Together, the changes give the 9-3 family a fresh appeal in the fleet arena and help it capitalise on the ‘semi-premium’ sector just above the volume offerings.

The lowdown

P11D value: £19,707
CO2 emissions (g/km): 157
BIK % of P11D in 2007: 21%
Graduated VED rate: £135
Insurance group: 12
Combined mpg: 48.7
CAP RV (3yr/60k): £6,175/31%
Monthly lease (3yr/60k) £446

We like:

 

  • Running costs
  • Driver tax bills
  • Sporty looks
  • Upgraded interior

    We don’t like

     

  • Lowest RV
  • Noisy engine

    THREE RIVALS TO CONSIDER

     

  • Alfa Romeo 159 1.9 JTDM Turismo
  • Audi A4 2.0 TDI
  • Volvo S40 2.0D SE

    P11D PRICE

    AIRFLOW spec brings 17-inch alloy wheels and sports bodystyling to the 9-3 to make it look more attractive in the company car park. It also costs nearly £1,000 less than the Linear model it is based on. The base-spec Audi looks very expensive in this company.

    9-3: £19,707
    159: £20,322
    S40: £20,467
    A4: £22,197

    EMISSIONS AND TAX RATES

    THE Volvo just sneaks into the lowest benefit-in-kind tax here and will cost a 22% taxpayer £75 a month in company car tax. The Saab is a band higher, but its lower front-end price keeps the bill at £76 a month. The Alfa Romeo will cost £78 and the Audi £85 a month.

    S40: 154g/km/20%
    9-3: 157g/km/21%
    159: 159g/km/21%
    A4: 159g/km/21%

    SMR COST

    THE Volvo is well behind in this sector thanks to much higher labour rates. This leaves the others closely matched, although it is the Audi which takes victory – costing £2,100 to service, maintain and repair over three years/60,000 miles thanks to its variable service programme.

    A4: 3.48 (pence per mile) £2,088 (60,000 mile total)
    159: 4.15 £2,490
    9-3: 4.20 £2,520
    S40: 6.03 £3,618

    FUEL COST

    BOTH the Saab and Volvo are claimed to return an average of 48.7mpg on the combined cycle, resulting in a likely diesel spend of around £5,000 over 60,000 miles. The Audi lags behind on 47.1mpg, costing around £600 more over the same period than the Saab.

    9-3: 8.57 (ppm) £5,142 (60,000 mile total)
    S40: 8.57 £5,142
    159: 8.87 £5,322
    A4: 9.64 £5,784

    DEPRECIATION COST

    ALTHOUGH the Saab has the lowest residual value prediction of this quartet, it wins this section thanks to having the lowest P11D price. CAP estimates the 9-3 will retain 31% of its cost new after three years/60,000 miles, compared with 33% for the 159 and S40 and 37% for the A4.

    9-3: 22.55 (ppm) £13,530 (60,000 miles total)
    159: 22.62 £13,572
    A4: 22.74 £13,644
    S40: 22.86 £13,716

    WHOLELIFE COST

    THE Saab leads the way on front-end price, fuel costs and loses the least money in depreciation, resulting in victory here. It will cost a fleet just under £21,200 to run over three years/60,000 miles – nearly £200 less than the second-placed Alfa. The Volvo is £1,300 adrift.

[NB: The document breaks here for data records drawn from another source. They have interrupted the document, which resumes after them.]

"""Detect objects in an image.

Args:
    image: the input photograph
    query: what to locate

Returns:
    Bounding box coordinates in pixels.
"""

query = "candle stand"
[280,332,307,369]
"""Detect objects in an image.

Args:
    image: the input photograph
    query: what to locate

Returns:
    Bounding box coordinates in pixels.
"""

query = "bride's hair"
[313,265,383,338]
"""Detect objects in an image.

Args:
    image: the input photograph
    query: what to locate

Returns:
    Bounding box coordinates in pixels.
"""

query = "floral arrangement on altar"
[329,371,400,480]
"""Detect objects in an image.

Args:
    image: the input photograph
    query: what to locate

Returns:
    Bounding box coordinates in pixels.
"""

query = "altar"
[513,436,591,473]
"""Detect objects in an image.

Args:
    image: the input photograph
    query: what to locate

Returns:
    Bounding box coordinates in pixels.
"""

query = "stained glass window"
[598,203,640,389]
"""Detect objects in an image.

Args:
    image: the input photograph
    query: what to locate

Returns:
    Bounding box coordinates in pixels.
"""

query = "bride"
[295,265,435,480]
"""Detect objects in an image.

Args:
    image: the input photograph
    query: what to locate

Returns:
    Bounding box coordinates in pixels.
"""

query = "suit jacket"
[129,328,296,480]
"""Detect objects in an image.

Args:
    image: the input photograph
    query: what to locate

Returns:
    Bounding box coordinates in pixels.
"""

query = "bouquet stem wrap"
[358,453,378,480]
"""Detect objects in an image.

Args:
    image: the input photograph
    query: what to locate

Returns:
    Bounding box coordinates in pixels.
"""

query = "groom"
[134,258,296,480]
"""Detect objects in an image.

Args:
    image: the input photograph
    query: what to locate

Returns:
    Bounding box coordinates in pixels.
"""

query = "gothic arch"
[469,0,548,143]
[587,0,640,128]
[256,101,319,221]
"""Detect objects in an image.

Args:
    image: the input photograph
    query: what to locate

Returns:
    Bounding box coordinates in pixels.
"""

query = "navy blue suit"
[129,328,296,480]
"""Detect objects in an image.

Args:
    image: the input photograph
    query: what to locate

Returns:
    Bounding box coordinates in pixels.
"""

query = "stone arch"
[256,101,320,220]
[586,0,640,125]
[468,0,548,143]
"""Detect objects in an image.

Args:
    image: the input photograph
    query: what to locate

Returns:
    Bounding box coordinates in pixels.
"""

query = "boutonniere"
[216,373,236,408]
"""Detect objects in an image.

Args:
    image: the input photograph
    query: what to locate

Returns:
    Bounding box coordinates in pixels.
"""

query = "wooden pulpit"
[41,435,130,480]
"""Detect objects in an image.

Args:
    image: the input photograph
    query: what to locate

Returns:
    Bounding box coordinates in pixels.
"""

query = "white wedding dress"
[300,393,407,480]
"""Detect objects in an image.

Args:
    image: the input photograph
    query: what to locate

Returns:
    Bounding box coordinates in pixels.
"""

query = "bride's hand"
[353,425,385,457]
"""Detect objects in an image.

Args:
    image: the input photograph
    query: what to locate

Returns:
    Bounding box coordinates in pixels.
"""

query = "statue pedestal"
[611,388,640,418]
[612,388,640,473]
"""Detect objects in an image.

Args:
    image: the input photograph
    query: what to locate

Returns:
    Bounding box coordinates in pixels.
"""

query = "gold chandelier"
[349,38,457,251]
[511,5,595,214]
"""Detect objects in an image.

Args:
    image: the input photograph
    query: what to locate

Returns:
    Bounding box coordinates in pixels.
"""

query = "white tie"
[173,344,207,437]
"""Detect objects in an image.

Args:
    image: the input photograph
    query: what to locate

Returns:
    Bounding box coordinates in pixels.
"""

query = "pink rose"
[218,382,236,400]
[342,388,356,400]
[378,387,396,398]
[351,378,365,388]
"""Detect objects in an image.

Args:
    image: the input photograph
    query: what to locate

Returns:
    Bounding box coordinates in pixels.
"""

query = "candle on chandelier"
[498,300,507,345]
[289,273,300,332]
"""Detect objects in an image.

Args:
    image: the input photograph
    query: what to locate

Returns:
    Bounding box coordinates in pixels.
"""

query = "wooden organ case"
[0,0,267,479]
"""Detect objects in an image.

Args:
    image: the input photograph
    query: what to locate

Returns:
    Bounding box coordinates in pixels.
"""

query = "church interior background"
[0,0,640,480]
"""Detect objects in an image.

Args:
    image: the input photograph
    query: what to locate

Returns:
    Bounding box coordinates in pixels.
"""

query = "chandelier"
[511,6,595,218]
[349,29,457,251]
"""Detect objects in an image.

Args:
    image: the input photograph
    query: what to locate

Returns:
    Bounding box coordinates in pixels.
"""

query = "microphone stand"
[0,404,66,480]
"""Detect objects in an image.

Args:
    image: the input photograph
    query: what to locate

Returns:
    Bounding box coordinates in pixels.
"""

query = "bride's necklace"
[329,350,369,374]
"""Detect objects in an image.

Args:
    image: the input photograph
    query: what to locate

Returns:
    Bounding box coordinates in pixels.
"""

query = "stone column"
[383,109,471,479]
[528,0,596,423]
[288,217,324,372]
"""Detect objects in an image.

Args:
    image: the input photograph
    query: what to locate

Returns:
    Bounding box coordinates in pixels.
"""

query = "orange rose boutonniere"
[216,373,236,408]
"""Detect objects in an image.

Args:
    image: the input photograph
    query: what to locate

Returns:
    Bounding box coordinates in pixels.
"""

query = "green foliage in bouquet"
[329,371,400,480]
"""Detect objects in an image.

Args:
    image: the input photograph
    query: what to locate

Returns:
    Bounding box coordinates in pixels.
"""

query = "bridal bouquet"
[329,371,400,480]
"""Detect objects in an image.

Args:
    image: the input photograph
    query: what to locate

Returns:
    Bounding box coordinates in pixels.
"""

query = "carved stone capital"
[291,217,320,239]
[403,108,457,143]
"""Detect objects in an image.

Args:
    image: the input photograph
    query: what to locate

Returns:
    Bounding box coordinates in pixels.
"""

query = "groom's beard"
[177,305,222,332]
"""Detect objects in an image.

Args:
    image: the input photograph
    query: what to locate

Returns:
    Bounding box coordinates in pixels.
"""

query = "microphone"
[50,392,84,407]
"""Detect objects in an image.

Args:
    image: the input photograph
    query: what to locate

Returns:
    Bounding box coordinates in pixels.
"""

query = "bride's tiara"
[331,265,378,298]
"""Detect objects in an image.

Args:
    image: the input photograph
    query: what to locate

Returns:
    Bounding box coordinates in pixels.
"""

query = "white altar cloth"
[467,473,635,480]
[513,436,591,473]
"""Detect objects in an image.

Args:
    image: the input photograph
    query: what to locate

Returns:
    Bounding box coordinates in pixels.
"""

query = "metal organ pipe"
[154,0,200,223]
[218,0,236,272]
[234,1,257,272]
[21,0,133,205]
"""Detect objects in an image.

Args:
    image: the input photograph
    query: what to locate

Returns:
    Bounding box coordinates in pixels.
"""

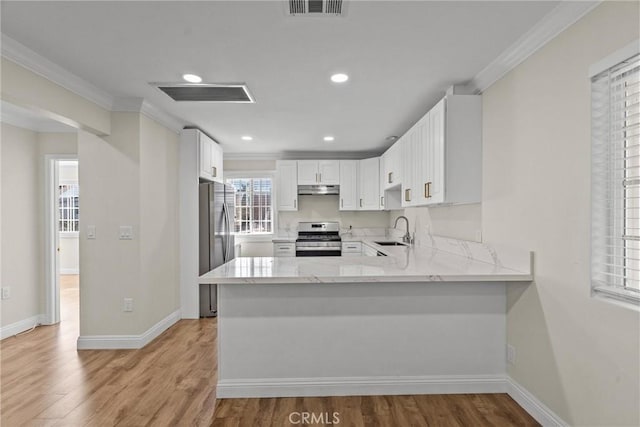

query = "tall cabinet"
[276,160,299,211]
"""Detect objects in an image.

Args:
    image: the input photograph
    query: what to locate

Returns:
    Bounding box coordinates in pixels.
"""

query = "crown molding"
[469,0,602,93]
[1,34,183,133]
[1,34,113,110]
[224,151,382,160]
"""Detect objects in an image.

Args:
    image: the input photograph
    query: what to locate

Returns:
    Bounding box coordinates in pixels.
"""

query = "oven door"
[296,245,342,256]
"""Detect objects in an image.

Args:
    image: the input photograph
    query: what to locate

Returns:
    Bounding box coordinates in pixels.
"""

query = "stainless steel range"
[296,222,342,256]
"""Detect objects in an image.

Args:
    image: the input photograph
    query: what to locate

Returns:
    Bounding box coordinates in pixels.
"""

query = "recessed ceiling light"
[182,74,202,83]
[331,73,349,83]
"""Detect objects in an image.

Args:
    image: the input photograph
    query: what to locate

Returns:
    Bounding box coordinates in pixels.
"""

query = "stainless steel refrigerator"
[199,182,235,317]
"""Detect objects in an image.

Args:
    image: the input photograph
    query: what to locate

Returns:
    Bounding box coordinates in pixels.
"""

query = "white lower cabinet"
[273,242,296,257]
[342,242,362,256]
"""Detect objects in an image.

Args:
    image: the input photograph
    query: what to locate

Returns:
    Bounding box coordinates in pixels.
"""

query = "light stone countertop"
[199,235,533,284]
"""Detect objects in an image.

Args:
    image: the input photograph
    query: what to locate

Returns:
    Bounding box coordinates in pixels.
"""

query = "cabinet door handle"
[424,181,431,199]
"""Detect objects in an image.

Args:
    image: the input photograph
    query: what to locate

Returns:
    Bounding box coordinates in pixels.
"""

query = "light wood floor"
[0,276,538,427]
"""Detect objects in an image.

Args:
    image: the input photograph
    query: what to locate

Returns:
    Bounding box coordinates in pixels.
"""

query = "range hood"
[298,185,340,196]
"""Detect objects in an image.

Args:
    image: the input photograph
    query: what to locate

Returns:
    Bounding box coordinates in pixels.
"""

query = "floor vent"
[286,0,346,16]
[152,83,255,103]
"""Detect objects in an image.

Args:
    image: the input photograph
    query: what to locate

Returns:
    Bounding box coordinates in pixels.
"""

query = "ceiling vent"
[286,0,346,16]
[152,83,255,103]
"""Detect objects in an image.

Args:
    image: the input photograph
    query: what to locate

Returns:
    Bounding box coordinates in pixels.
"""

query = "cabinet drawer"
[273,243,296,256]
[342,242,362,254]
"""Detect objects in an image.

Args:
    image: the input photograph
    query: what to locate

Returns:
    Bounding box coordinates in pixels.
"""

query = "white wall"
[389,203,482,243]
[0,123,77,327]
[0,123,44,327]
[78,112,180,345]
[139,116,180,327]
[78,113,142,336]
[482,2,640,426]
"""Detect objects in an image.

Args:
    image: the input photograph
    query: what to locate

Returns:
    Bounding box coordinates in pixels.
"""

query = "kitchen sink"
[373,242,407,246]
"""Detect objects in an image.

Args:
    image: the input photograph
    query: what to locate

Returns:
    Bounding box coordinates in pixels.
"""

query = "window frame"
[55,180,80,238]
[588,39,640,311]
[224,170,278,243]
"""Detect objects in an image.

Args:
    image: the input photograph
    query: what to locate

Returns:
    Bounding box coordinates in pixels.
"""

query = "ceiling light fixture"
[331,73,349,83]
[182,74,202,83]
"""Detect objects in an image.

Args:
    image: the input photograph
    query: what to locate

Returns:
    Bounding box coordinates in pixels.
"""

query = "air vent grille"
[287,0,345,16]
[155,83,254,103]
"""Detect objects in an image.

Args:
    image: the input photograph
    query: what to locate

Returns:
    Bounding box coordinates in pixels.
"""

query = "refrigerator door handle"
[222,203,229,263]
[225,203,233,261]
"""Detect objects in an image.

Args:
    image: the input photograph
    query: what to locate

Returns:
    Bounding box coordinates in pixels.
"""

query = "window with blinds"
[227,178,273,234]
[58,184,80,233]
[591,50,640,305]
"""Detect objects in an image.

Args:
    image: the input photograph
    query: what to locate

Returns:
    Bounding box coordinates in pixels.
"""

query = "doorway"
[46,155,80,328]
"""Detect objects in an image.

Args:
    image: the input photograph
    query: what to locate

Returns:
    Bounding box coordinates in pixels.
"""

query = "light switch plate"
[120,225,133,240]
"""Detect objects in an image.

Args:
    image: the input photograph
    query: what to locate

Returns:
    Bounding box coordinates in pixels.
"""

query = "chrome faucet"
[393,215,413,244]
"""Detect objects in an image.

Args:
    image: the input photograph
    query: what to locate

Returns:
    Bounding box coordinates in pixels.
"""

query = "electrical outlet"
[507,344,516,365]
[120,225,133,240]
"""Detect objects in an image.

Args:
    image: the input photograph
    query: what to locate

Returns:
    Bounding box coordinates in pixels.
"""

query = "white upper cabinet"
[339,160,358,211]
[318,160,340,185]
[380,141,402,190]
[182,129,224,182]
[358,157,381,211]
[394,95,482,207]
[276,160,299,211]
[298,160,340,185]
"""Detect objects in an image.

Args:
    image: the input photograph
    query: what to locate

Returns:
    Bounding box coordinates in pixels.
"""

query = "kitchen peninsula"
[200,236,533,398]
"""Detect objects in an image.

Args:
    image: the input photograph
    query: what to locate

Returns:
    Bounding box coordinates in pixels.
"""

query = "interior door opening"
[46,155,80,336]
[57,160,80,324]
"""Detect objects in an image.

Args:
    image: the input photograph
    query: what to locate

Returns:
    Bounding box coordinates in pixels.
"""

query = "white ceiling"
[0,1,558,153]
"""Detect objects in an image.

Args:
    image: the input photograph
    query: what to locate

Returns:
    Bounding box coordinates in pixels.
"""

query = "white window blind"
[591,51,640,305]
[227,177,273,234]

    9-3: 35.32 (ppm) £21,192 (60,000 mile total)
    159: 35.64 £21,384
    A4: 35.86 £21,516
    S40: 37.46 £22,476

    VERDICT

    FOR drivers graduating from a volume offering into this ‘semi-premium’ sector, the choice comes down to two cars – the Saab and Alfa Romeo. The Volvo is too expensive on wholelife costs, while the Audi feels sparse in this entry-level trim. Both the 9-3 and 159 put up a strong case for themselves for fleet managers and drivers.

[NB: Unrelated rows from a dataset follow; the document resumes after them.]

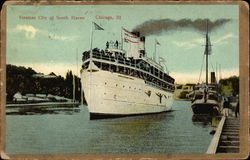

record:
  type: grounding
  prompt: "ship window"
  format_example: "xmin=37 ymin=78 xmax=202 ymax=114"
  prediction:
xmin=194 ymin=94 xmax=203 ymax=99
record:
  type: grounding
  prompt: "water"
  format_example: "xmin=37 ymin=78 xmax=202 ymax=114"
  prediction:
xmin=6 ymin=101 xmax=212 ymax=154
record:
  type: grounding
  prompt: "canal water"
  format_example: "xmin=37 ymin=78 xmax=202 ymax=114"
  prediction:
xmin=6 ymin=101 xmax=212 ymax=154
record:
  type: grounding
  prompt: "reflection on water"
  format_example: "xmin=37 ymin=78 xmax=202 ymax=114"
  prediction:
xmin=6 ymin=106 xmax=80 ymax=115
xmin=6 ymin=101 xmax=212 ymax=154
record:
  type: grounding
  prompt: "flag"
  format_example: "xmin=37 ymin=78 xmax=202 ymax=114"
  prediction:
xmin=93 ymin=22 xmax=104 ymax=30
xmin=155 ymin=39 xmax=161 ymax=45
xmin=159 ymin=57 xmax=165 ymax=62
xmin=204 ymin=35 xmax=212 ymax=55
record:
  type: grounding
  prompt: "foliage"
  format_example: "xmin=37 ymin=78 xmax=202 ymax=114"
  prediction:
xmin=219 ymin=76 xmax=239 ymax=96
xmin=6 ymin=64 xmax=85 ymax=102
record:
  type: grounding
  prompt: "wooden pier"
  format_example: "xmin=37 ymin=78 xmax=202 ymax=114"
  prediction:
xmin=207 ymin=116 xmax=240 ymax=154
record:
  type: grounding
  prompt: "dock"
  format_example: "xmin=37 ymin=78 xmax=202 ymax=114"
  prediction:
xmin=207 ymin=116 xmax=240 ymax=154
xmin=6 ymin=102 xmax=80 ymax=107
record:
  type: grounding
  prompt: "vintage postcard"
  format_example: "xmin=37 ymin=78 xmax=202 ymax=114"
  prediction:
xmin=0 ymin=1 xmax=249 ymax=160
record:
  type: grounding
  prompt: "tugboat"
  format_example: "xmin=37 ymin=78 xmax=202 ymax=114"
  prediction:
xmin=191 ymin=23 xmax=222 ymax=115
xmin=81 ymin=23 xmax=175 ymax=119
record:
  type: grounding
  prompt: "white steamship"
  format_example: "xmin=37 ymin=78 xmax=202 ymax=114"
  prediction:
xmin=81 ymin=23 xmax=175 ymax=119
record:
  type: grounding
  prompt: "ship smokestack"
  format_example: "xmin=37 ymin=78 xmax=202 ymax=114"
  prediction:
xmin=211 ymin=72 xmax=216 ymax=84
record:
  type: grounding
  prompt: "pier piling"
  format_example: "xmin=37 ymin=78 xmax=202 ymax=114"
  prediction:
xmin=207 ymin=116 xmax=240 ymax=154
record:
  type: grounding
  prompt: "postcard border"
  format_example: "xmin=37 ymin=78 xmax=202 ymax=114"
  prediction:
xmin=0 ymin=1 xmax=250 ymax=160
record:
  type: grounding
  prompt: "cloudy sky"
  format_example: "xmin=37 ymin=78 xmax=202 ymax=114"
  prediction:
xmin=6 ymin=5 xmax=239 ymax=83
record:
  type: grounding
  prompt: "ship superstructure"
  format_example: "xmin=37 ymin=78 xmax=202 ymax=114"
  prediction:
xmin=81 ymin=25 xmax=175 ymax=119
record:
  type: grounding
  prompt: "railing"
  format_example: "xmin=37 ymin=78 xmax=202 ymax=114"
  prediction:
xmin=82 ymin=51 xmax=174 ymax=83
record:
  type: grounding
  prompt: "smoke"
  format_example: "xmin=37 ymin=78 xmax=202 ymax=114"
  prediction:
xmin=133 ymin=19 xmax=231 ymax=36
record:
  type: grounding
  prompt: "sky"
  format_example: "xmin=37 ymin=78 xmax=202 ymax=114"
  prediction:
xmin=6 ymin=5 xmax=239 ymax=83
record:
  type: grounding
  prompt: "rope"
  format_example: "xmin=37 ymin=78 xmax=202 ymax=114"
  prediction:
xmin=198 ymin=54 xmax=205 ymax=83
xmin=210 ymin=55 xmax=214 ymax=72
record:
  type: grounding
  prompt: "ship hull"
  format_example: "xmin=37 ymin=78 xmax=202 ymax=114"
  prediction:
xmin=81 ymin=70 xmax=173 ymax=119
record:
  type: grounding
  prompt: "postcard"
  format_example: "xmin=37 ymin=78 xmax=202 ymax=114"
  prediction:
xmin=0 ymin=1 xmax=249 ymax=160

    But it is the Saab, with its recently revamped interior bringing quality up a notch or two, which just sneaks the win thanks to its slightly lower running costs and driver tax bills.

     

  • WINNER: Saab 9-3 1.9 TiD 150 Airflow

     

     

  • CO2 emissions and fuel consumption data correct at time of writing. The latest figures are available in the Fleet News fuel cost calculator and the company car tax calculator.